Generally, Mill was in favour of free trade. But the source of the trouble was this passage in his Principles of Political Economy:
The only case in which, on mere principles of political economy, protecting duties can be defensible, is when they are imposed temporarily (especially in a young and rising nation) in hopes of naturalizing a foreign industry, in itself perfectly suitable to the circumstances of the country.
Stuart Macintyre’s A Colonial Liberalism reports that:
Colonists invoked this section of the Principles so often and so liberally that Mill added a passage to the 1860s edition that carefully insulated his ‘infant industries’ argument from the protectionist heresy he saw flourishing in places like Victoria.
While Mill’s ideas were used – or misused – in the 19th century, it is a rather dubious move to blame a book that wasn’t even about trade policy for the trade policies that were implemented in Australia.

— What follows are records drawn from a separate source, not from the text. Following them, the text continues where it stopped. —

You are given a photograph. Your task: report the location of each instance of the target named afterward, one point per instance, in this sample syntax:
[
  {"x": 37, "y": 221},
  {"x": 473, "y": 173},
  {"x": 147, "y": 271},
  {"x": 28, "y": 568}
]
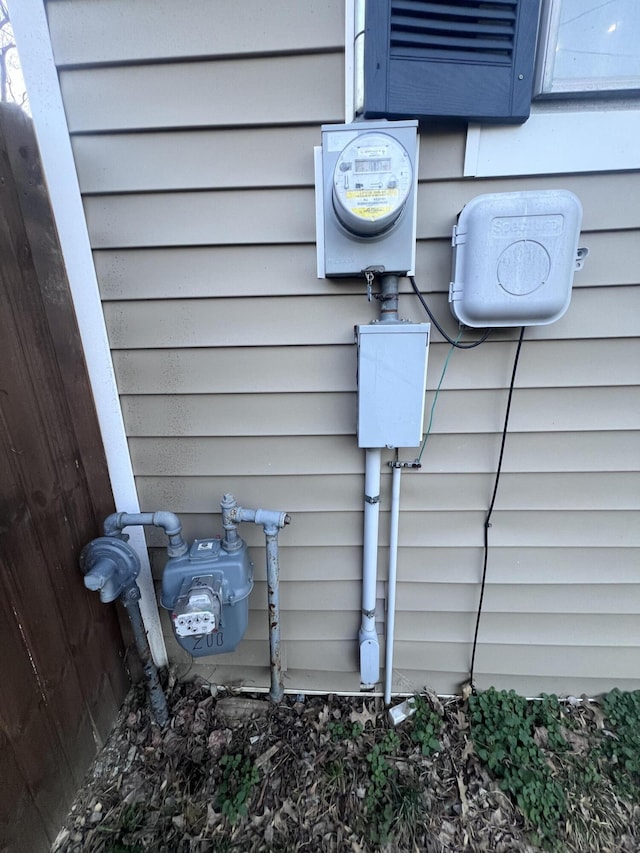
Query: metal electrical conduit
[{"x": 368, "y": 638}]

Are we to believe that if On Liberty had never been published that Australia would have adopted free trade? The interests allied in favour of protectionism would have succeeded with or without whatever intellectual respectability this passage from Mill gave them, and indeed another of the IPA Review mistakes (the end of the Reid government in 1905) gives some of the blame to the Free Trade party itself.
Against this, too, we need to consider the good On Liberty has done and is doing. While Mill’s Principles of Political Economy are deservedly long forgotten, On Liberty‘s ideas on free speech and individuality and his harm principle continue to be influential nearly 150 years after the book was published. I doubt there was a social liberalisation over the last century in which Mill’s arguments haven’t played a part. When I was assessing entries in a recent CIS essay competition Mill’s ideas kept coming up, and he’s there again in a robust defence of free speech that fellow blogger Steve Edwards has coming up in the next issue of Policy. It’s probably the only nineteenth century political work that’s still relevant to us today, and still a force for freedom.